The GAMPL Procedure

MODEL Statement

  • MODEL response <(response-options)> = <PARAM(effects)> <spline-effects> </ model-options>;

  • MODEL events / trials = <PARAM(effects)> <spline-effects> </ model-options>;

The MODEL statement specifies the response (dependent or target) variable and the predictor (independent or explanatory) effects of the model. You can specify the response in the form of a single variable or in the form of a ratio of two variables, which are denoted events/trials. The first form applies to all distribution families; the second form applies only to summarized binomial response data. When you have binomial data, the events variable contains the number of positive responses (or events) and the trials variable contains the number of trials. The values of both events and (trialsevents) must be nonnegative, and the value of trials must be positive. If you specify a single response variable that is in a CLASS statement, then the response is assumed to be binary.

You can specify parametric effects that are constructed from variables in the input data set and include the effects in the parentheses of a PARAM( ) option, which can appear multiple times. For information about constructing the model effects, see the section Specification and Parameterization of Model Effects.

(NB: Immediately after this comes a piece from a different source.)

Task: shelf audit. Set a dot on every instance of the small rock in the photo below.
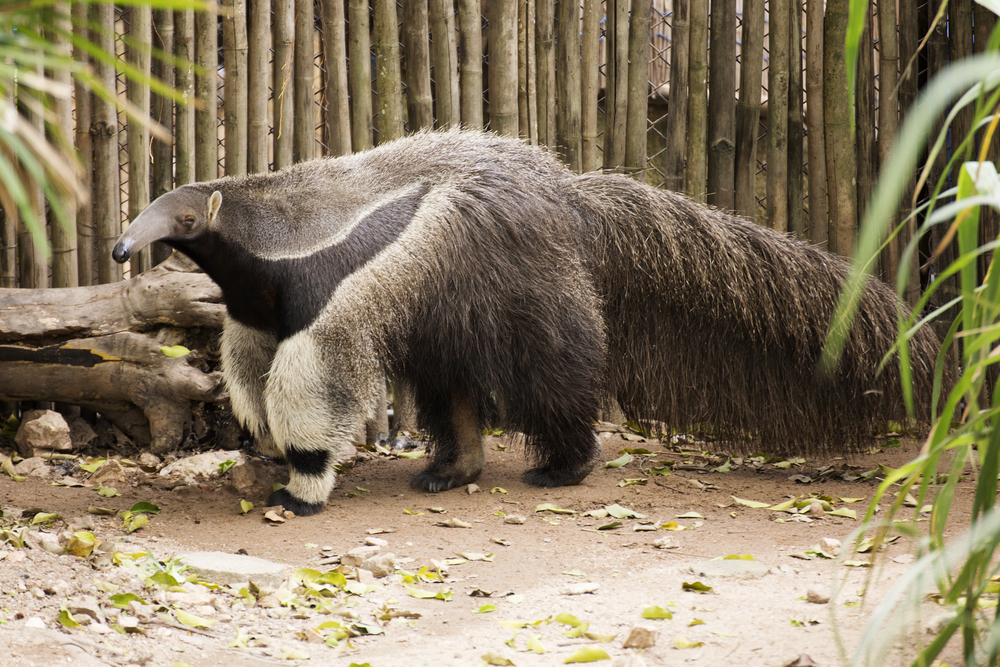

You can specify spline-effects by including independent variables inside the parentheses of the SPLINE( ) option. Only continuous variables (not classification variables) can be specified in spline-effects. Each spline-effect can have at least one variable and optionally some spline-options . You can specify any number of spline-effects. The following table shows some examples.

Table 7.3: continued

Spline Effect Specification

Meaning

Spline(x)

Constructs the univariate spline with x and uses the observed data points as knots. The maximum degrees of freedom is 10. PROC GAMPL uses an optimization algorithm to determine the optimal smoothing parameter.

Spline(x1/knots=list(1 to 10))

Constructs the univariate spline by using x1 and a supplied list of knots from 1 to 10. PROC GAMPL uses an optimization algorithm to determine the optimal smoothing parameter.

Spline(x2 x3/smooth=0.3)

Constructs the bivariate spline by using x2 and x3 and a fixed smoothing parameter 0.3.

Spline(x4 x5 x6/maxdf=40)

Constructs the trivariate spline by using x4, x5, and x6 and a maximum of 40 degrees of freedom. PROC GAMPL uses an optimization algorithm to determine the optimal smoothing parameter.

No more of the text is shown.